MARTINEZ: So do you think Austrians are coping with it better this time?

BREITEGGER: They're coping OK. I mean, what unites everyone is that everyone just wants this to be over. You know, it's almost been two years, and there seems to be no end in sight. But the Austrians are divided over the measures. You know, the majority, two-thirds, got vaccinated. Many even got their booster shots. So many of my friends - they feel resigned, just tired of being limited again. It's this feeling of, we've gone through this already. We knew what to do, and here we find ourselves in the same situation like last year. But then there are also the people who are angry. And there was actually a big demonstration in the city center in Vienna on Saturday, with some 40,000 people attending.

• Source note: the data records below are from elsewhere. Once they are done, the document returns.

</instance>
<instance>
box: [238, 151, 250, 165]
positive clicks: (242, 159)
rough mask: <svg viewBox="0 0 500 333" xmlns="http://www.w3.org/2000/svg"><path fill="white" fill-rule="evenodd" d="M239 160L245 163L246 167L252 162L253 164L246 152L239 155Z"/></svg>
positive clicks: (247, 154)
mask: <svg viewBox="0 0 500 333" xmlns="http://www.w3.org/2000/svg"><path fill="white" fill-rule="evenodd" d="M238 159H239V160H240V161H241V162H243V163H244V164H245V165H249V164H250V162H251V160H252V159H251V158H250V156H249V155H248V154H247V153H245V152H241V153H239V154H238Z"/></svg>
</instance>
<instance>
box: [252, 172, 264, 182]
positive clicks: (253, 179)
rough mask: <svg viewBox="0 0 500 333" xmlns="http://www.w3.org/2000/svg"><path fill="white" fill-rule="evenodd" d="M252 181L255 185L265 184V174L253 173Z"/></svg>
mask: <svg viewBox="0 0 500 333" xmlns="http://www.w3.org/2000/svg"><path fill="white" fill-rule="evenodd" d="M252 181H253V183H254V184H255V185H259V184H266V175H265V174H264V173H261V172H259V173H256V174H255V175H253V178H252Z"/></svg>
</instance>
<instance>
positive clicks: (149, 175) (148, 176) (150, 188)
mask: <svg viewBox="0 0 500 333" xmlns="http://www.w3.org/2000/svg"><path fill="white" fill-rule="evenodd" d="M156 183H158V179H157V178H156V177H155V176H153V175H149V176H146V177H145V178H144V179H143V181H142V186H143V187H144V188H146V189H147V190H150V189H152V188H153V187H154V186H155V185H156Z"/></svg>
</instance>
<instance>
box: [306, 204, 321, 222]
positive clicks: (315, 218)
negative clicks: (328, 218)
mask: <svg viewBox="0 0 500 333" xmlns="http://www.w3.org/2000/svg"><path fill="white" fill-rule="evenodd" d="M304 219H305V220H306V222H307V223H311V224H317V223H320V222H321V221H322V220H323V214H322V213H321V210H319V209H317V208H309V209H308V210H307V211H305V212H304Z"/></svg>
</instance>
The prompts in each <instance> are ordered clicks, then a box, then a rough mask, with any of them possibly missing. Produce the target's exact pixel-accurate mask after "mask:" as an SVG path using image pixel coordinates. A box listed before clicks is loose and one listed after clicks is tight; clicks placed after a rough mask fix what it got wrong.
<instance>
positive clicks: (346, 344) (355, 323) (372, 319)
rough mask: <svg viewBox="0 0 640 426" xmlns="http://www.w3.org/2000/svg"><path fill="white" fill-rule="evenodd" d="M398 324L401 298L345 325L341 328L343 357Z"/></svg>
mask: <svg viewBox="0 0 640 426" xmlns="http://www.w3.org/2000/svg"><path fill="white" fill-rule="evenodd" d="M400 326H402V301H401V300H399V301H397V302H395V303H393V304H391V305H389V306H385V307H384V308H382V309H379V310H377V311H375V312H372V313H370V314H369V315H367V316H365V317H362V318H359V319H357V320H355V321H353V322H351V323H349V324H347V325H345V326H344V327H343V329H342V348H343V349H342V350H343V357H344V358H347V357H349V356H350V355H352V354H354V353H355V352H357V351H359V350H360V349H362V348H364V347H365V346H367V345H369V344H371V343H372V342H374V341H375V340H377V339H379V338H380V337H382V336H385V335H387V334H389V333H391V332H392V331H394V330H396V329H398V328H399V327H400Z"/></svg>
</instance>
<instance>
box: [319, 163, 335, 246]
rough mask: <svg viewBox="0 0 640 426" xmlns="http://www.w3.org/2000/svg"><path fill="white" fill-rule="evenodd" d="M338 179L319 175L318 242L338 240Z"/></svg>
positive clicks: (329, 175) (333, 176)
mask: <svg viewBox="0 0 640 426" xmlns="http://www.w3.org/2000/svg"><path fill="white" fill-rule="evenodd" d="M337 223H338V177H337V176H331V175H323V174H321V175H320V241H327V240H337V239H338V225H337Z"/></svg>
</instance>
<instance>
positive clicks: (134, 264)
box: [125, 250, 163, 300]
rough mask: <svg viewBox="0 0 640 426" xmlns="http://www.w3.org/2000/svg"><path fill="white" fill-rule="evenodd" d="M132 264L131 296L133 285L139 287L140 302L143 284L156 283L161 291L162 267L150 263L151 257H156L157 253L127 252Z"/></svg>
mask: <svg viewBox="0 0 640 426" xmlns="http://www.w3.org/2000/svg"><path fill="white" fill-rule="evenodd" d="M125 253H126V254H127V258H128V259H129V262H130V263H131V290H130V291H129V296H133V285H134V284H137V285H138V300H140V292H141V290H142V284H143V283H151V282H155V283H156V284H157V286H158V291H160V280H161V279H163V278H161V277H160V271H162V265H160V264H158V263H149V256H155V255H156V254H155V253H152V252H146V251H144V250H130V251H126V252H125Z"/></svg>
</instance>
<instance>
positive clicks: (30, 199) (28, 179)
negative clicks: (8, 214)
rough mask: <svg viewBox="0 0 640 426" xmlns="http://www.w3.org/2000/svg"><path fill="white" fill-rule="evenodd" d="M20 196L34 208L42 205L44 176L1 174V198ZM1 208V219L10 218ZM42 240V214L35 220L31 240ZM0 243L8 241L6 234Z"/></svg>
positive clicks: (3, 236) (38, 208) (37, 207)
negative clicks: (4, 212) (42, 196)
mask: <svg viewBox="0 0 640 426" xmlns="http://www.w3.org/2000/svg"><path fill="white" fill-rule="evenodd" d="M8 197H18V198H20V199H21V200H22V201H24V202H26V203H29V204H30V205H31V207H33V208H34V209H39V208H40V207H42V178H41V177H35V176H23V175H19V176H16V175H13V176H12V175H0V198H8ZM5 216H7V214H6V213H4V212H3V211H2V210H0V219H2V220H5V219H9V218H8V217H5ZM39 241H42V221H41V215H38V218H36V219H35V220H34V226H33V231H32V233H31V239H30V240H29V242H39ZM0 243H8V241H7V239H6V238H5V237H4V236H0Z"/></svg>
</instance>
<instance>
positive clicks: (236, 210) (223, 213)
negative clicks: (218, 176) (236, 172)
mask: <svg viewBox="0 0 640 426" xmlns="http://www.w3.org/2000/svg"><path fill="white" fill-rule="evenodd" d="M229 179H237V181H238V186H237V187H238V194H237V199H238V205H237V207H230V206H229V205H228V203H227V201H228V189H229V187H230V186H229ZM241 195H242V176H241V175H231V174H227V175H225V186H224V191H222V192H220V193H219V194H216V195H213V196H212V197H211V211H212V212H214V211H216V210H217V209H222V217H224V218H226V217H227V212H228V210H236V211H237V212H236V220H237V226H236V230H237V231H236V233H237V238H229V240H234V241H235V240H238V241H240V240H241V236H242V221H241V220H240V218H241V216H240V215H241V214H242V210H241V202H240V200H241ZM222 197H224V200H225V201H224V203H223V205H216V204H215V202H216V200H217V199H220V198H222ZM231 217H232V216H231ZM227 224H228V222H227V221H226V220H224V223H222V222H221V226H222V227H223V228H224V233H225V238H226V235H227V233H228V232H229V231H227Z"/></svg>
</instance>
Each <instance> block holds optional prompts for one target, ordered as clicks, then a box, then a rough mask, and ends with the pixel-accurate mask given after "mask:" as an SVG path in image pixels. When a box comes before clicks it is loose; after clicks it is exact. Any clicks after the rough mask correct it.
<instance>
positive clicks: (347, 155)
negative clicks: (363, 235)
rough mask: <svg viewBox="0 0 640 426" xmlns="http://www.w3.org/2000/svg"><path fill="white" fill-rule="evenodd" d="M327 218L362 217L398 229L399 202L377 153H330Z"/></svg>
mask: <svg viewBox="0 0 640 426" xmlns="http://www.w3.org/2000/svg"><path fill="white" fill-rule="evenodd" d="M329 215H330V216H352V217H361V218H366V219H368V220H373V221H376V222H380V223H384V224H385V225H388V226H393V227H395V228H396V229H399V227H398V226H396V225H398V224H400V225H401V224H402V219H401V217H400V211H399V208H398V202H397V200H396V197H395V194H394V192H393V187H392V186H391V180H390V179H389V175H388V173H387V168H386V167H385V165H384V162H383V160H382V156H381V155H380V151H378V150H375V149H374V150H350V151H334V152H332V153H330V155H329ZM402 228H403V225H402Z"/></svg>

MARTINEZ: You mentioned the Christmas markets. And this is a time of year when tourism starts to come back. How is this all expected to affect Austria's economy?

BREITEGGER: The economy has recently been recovering. But, you know, for many businesses, this decision of the Austrian government is disastrous. As you said, it's the Christmas season, so Christmas markets had sprung up? But, of course, they all had to close down. Tourists have canceled their winter holidays. And it's not really clear what the next weeks will be like, whether the measures will be extended, if Austria will open up again before Christmas. That's been announced, but people are really skeptical. I mean, the government has announced economic aid for businesses, so there is assistance. And the government does spend and has spent a lot on economic assistance.

MARTINEZ: And the government also imposed a requirement for all adults to be vaccinated by the 1 of February. Are more people getting their shots now?

BREITEGGER: Actually, there was an uptake a few weeks ago when the government announced that in order to enter a restaurant or museum, you would need to show your green pass, which is a proof of vaccination or recovery. So people lined up to get vaccinated for a few days. That drove daily vaccination numbers. But looking at the recent statistics, you see a lot of people are getting vaccinated. But if you look closer, then you see that the majority of people getting a COVID jab is actually getting a booster shot. So there are more people now getting the third jab than the first one.

MARTINEZ: That's freelance journalist Benjamin Breitegger speaking with us from Vienna. Thank you very much.